Until March 23, 2020, the Château de Compiègne in France will play host to the exhibition Concept-car. Beauté pure. The event offers a fascinating journey in the field of car-design between the end of the 19th century and the 1970s.

On show are 30 cars, motorcycles and record-breaking vehicles - many of which are here exhibited in Europe for the first time - as well as a hundred photographs, documents, preparatory sketches and miniature models.

Organised by the state cultural institution Réunion des Musées Nationaux - Grand Palais, together with the Château de Compiègne, the exhibition includes the extremely rare Alfa Romeo Scarabeo (1966) normally displayed in the Museo Storico Alfa Romeo - La macchina del tempo and loaned by FCA Heritage, the Department that protects and promotes the history of the FCA Group's Italian brands.

In early 1966, after the Type 33 project created by the engineer Orazio Satta Puliga had been passed on to the Autodelta racing area, Giuseppe Busso proposed a design for another Alfa Romeo sports car with a rear engine, but this time using the GTA four-cylinder engine: the Scarabeo. The engine was mounted transversely in the rear, in a block with the clutch and gearbox, while the tubular frame adopted the ambitious solution - used on the 33 - of the large tubular spars on either side of the interior, containing the fuel tanks.

The bodywork was entrusted to the OSI body shop in Borgaro Torinese: a first example, with a right-hand drive, was presented at the Paris Motor Show in October 1966. A second simplified design prototype was subsequently built - the car currently on display in Compiègne - and a Barchetta was worked on, but not completed.

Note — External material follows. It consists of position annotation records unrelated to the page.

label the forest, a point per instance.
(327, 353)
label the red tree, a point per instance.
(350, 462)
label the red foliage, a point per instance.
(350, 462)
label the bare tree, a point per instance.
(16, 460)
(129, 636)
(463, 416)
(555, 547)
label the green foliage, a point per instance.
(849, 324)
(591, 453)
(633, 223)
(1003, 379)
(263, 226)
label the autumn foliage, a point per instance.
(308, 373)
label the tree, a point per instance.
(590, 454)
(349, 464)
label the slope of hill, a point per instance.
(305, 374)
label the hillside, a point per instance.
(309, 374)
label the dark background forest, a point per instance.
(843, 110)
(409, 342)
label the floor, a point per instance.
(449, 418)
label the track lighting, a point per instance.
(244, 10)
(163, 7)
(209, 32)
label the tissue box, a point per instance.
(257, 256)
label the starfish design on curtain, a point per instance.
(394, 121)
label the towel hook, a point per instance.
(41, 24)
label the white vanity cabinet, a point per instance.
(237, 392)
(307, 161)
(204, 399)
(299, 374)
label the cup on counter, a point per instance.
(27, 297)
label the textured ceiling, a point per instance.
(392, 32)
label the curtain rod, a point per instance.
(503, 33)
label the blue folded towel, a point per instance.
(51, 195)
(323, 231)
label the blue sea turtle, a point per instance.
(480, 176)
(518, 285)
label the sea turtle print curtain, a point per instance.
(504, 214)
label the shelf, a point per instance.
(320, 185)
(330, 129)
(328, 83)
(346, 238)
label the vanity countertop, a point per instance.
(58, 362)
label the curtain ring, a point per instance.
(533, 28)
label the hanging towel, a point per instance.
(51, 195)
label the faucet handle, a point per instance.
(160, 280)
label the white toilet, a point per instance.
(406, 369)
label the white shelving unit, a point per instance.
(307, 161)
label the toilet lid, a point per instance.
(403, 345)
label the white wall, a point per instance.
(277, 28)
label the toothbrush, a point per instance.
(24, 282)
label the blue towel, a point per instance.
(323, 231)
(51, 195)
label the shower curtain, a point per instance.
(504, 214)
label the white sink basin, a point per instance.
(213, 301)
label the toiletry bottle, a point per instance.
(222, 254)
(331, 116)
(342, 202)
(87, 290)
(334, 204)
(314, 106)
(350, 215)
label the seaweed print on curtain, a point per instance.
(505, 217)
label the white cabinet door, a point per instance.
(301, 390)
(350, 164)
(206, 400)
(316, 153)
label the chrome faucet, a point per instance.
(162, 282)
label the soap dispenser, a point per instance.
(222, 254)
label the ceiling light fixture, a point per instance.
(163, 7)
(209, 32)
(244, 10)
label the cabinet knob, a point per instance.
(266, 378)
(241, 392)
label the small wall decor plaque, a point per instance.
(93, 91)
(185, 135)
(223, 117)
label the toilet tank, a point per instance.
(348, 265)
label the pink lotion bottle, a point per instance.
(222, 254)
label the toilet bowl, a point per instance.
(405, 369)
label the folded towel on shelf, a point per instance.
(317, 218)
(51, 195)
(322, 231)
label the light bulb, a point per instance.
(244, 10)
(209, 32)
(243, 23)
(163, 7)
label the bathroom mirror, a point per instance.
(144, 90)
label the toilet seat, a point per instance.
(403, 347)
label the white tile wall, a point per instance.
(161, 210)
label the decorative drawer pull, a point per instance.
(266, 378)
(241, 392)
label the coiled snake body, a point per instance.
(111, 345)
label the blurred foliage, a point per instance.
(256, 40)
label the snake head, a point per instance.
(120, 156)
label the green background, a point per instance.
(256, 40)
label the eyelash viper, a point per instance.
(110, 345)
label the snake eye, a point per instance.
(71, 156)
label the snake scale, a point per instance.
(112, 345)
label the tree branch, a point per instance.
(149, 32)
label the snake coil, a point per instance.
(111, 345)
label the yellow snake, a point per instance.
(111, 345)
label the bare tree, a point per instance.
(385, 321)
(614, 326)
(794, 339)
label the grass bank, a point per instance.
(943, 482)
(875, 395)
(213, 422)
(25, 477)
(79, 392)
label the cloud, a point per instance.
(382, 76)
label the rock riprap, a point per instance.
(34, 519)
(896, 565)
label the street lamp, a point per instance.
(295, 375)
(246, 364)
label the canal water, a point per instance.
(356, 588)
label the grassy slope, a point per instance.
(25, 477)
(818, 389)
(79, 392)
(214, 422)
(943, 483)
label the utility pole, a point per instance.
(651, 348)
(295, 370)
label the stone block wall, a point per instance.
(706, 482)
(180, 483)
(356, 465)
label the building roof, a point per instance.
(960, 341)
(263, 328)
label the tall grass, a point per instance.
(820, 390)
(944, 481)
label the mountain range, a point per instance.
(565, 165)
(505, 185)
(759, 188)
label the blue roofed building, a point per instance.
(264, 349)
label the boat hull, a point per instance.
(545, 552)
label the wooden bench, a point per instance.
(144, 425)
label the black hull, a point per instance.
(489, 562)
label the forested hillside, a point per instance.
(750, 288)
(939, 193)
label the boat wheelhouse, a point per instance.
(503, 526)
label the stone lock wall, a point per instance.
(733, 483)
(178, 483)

OSI - Officine Stampaggi Industriali - was founded in Turin in 1960 by Luigi Segre, the former president of Ghia, and Arrigo Olivetti. This company, despite a short period of activity lasting only eight years, left a deep influence on Italian car design. In addition to Segre and the fruitful collaboration with Ghia, OSI also collaborated with famous designers such as Tom Tjaarda, Sergio Sartorelli and Giovanni Michelotti. No less talented, although anonymous, were its skilled workers, who were later partly absorbed into the Fiat Style Center by Dante Giacosa. The OSI company closed its internal style centre in 1967, and from the following year returned to purely molding activities.

The exhibition traces the genesis of the automobile in the form that comes closest to a work of art: the concept car. Created in the 1930s, this type of vehicle was almost always a one-off job, built to perform aerodynamic and stylistic studies or, subsequently, for commercial promotion purposes.

The rare and breathtaking models on show are displayed in the magnificent halls of the neoclassical palace designed by Ange-Jacques Gabriel for Louis XV, which later became an imperial residence under Napoleon I and Napoleon III. The juxtaposition of 18th century architecture and twentieth century design is intended to enhance the motorcars' formal impact as works of art.